OBJECTIVES: We aimed to adopt a multidimensional approach and investigate the interconnections between biomarkers (cytokines, matrix metalloproteinases, and cortisol) and psychosocial aspects considering pain acceptance, the individual construct of pain perception in terms of blood inflammation biomarkers, anxiety, self-efficacy, and functional performance and to define the quality of life (QoL) in women with rheumatoid arthritis (RA).
METHODS: An observational cross-sectional study with a total of 42-RA participants, with chronic pain and 42-women without rheumatic diseases or chronic pain were included. A structural equation model was used to investigate the association between independent variables.
RESULTS: Women with RA presented high blood biomarker levels, representing an intense inflammatory process. The participants with RA reported moderate pain most of the time, a worsening QoL, functionality, engagement in activities, and a willingness to live with pain and self-efficacy.

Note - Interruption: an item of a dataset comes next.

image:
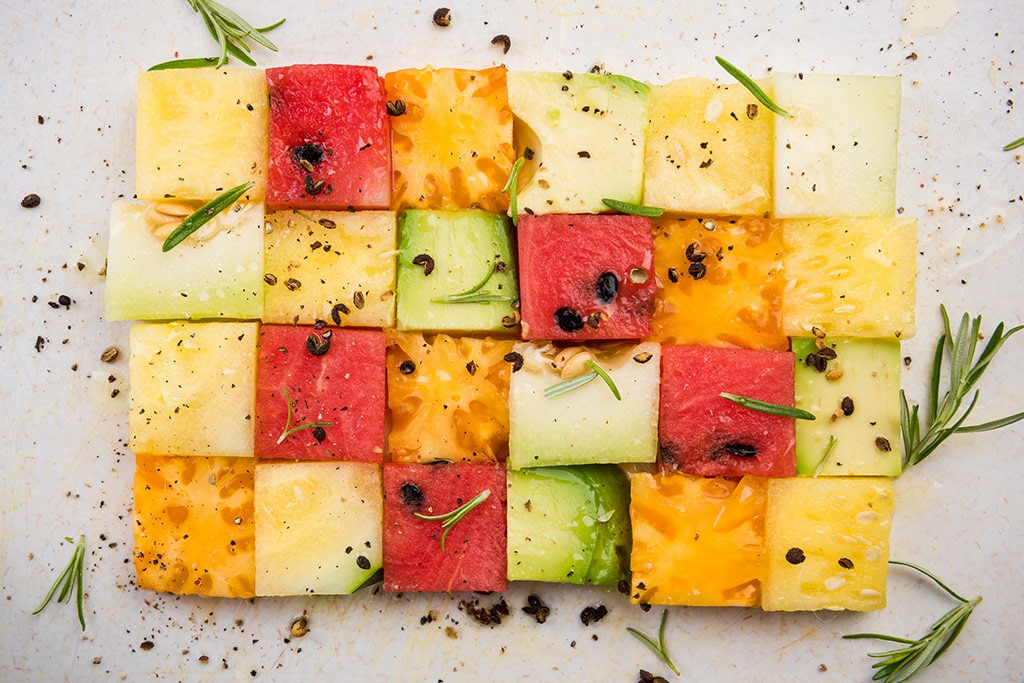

It was found that the higher the chronic pain, the greater the intensity of pain perceived by these women with RA, as well as, the worse the functionality, the higher the perceived pain.
CONCLUSIONS: The exacerbation of pain perception leads to worsening of the experience of chronic pain. The new construct of pain experience should include functionality as a crucial factor in understanding the mechanisms underlying pain.